Lin Nuan miró a Fu Huai’an, su figura de pie delineada por la bruma del atardecer. La luz relativamente brillante la obligó a entrecerrar los ojos. Su alta figura saltó a su vista, y ella recordó la tarde cuando casi había contactado al segador de la muerte.
La cara de Fu Huai'an estaba manchada de colores ese día. En ese momento, Lin Nuan solo podía decir que las características de Fu Huai'an estaban bien definidas, pero ella no sabía lo guapo que era.
Con la brisa, Fu Huai'an sacó una caja de cigarrillos del bolsillo de su traje y sacó un cigarrillo. Justo cuando iba a encenderlo, notó que Lin Nuan se reía de él.
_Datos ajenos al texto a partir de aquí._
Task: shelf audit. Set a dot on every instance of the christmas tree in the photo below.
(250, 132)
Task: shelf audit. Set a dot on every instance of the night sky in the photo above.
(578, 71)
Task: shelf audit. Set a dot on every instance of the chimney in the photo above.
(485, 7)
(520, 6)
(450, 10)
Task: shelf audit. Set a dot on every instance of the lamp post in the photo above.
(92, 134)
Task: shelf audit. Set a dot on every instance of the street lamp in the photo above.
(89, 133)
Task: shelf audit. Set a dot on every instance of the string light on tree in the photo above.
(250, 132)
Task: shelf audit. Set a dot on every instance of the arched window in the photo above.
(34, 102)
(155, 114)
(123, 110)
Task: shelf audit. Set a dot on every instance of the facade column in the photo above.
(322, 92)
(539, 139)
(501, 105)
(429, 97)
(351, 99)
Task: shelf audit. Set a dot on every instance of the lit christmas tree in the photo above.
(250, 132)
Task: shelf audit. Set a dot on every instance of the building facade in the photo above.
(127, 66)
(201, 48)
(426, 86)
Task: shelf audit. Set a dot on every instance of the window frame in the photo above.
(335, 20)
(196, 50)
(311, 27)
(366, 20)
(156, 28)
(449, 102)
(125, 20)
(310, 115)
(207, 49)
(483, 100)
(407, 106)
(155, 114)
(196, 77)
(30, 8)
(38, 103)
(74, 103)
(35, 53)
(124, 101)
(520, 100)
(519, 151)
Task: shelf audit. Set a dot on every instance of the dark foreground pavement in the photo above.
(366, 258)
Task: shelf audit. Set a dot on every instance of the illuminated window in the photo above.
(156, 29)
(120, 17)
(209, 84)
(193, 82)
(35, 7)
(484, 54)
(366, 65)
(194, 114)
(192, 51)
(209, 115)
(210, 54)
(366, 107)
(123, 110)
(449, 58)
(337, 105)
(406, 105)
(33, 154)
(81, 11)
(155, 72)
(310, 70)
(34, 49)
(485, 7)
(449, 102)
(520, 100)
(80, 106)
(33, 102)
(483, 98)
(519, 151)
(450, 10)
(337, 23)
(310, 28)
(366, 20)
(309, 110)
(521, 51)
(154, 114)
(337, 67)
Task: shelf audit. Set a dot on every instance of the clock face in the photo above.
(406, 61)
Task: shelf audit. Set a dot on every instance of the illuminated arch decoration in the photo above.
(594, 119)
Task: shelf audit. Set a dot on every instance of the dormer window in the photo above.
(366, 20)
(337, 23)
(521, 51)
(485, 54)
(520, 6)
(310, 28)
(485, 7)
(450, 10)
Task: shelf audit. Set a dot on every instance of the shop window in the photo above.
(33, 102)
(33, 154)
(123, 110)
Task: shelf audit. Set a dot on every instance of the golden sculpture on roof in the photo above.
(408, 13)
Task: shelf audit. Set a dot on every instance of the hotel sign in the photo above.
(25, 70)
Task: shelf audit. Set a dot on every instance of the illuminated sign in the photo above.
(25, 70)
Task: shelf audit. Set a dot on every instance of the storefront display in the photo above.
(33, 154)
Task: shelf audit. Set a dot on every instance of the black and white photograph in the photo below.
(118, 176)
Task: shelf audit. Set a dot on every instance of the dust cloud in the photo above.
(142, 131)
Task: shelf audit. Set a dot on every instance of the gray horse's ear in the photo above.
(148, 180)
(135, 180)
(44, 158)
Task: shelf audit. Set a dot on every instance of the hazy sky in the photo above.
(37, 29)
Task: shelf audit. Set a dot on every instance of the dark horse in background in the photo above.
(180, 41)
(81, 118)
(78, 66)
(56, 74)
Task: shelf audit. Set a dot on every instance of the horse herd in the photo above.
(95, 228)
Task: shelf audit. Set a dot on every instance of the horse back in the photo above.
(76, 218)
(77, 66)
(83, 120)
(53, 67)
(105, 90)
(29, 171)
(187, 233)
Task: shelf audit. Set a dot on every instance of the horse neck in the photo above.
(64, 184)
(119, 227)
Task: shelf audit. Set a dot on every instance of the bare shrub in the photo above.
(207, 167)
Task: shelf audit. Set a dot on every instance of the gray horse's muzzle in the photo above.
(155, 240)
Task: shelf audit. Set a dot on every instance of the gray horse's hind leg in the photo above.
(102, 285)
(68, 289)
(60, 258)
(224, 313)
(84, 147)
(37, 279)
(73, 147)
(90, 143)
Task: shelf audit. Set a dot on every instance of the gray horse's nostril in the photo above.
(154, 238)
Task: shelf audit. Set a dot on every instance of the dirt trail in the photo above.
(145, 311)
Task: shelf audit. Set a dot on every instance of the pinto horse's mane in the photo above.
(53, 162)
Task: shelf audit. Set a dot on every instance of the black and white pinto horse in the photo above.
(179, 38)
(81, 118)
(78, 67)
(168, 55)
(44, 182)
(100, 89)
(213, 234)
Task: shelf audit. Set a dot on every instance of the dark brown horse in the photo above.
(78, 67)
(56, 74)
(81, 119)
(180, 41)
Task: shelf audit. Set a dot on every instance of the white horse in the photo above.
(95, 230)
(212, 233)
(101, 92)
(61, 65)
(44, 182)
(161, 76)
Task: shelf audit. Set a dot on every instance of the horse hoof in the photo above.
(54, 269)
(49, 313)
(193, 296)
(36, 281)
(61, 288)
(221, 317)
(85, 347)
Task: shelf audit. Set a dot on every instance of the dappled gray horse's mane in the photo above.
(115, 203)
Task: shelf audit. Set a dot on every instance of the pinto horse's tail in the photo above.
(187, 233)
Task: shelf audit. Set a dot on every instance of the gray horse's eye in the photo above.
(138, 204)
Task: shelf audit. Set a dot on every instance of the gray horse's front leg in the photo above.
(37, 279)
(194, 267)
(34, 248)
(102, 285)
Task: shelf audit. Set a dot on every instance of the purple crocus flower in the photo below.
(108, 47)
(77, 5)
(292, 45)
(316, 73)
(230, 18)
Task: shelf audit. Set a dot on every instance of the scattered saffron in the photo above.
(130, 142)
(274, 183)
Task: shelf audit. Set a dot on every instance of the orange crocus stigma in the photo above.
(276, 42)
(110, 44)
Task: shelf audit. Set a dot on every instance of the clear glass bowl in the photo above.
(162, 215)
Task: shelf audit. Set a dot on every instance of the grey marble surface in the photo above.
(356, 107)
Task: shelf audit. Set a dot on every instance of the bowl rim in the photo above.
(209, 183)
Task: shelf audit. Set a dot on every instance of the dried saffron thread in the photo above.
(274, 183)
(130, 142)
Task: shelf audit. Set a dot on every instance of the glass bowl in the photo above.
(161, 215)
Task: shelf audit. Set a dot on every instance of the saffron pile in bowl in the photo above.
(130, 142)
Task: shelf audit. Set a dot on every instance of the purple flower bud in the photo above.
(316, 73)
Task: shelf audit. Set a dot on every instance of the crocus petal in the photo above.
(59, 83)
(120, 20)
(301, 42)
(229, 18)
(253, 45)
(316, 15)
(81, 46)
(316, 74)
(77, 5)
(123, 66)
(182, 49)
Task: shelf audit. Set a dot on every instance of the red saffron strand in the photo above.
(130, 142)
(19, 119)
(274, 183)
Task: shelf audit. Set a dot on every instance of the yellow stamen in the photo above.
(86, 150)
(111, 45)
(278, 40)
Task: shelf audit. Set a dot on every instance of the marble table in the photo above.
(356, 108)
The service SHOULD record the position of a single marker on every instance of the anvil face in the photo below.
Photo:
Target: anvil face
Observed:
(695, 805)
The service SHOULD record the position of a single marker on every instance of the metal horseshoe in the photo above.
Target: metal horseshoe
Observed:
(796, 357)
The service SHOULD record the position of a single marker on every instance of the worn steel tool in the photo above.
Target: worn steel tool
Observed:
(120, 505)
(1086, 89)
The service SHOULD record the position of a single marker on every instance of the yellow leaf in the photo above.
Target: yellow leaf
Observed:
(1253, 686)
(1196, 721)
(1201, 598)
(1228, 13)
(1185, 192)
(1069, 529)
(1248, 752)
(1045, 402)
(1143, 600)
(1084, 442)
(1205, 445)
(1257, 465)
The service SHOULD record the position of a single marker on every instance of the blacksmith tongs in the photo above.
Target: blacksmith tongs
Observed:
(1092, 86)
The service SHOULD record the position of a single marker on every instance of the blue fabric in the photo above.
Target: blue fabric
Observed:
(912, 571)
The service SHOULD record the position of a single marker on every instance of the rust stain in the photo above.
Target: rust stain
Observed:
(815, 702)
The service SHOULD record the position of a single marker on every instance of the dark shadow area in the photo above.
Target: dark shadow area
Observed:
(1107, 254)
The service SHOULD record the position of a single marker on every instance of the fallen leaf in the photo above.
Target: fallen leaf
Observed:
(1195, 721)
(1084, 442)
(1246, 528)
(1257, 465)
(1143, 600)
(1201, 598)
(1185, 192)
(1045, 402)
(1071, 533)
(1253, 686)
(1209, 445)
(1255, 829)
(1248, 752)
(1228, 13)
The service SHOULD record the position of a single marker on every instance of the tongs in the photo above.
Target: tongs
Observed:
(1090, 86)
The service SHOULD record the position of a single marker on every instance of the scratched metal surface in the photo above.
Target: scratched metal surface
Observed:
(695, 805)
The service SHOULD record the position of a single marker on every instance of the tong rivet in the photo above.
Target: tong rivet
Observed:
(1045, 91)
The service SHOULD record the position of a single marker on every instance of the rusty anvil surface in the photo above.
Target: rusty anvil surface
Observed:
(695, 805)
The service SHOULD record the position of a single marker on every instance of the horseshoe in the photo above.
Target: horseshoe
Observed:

Fu Huai'an se dio la vuelta y apartó el cigarrillo, sonriendo mientras guardaba el encendedor en el bolsillo del pantalón. Luego sostuvo el cigarrillo entre los dedos con una mano en el bolsillo y preguntó con su voz embriagadora y magnética: "¿Qué pasa? Sra. Fu.
Las orejas de Lin Nuan se sonrojaron y se mordió los labios, incapaz de decir una palabra. Su expresión apestaba a alegría y el color de sus mejillas rosadas parecía más bonito que las rosas.
De hecho, ella era "Sra. Fu ".
El latido del corazón de Lin Nuan se aceleró inexplicablemente. Mirando el cuello de Fu Huai'an debajo del cuello de su camisa, ella no pudo evitar querer acercarse a él.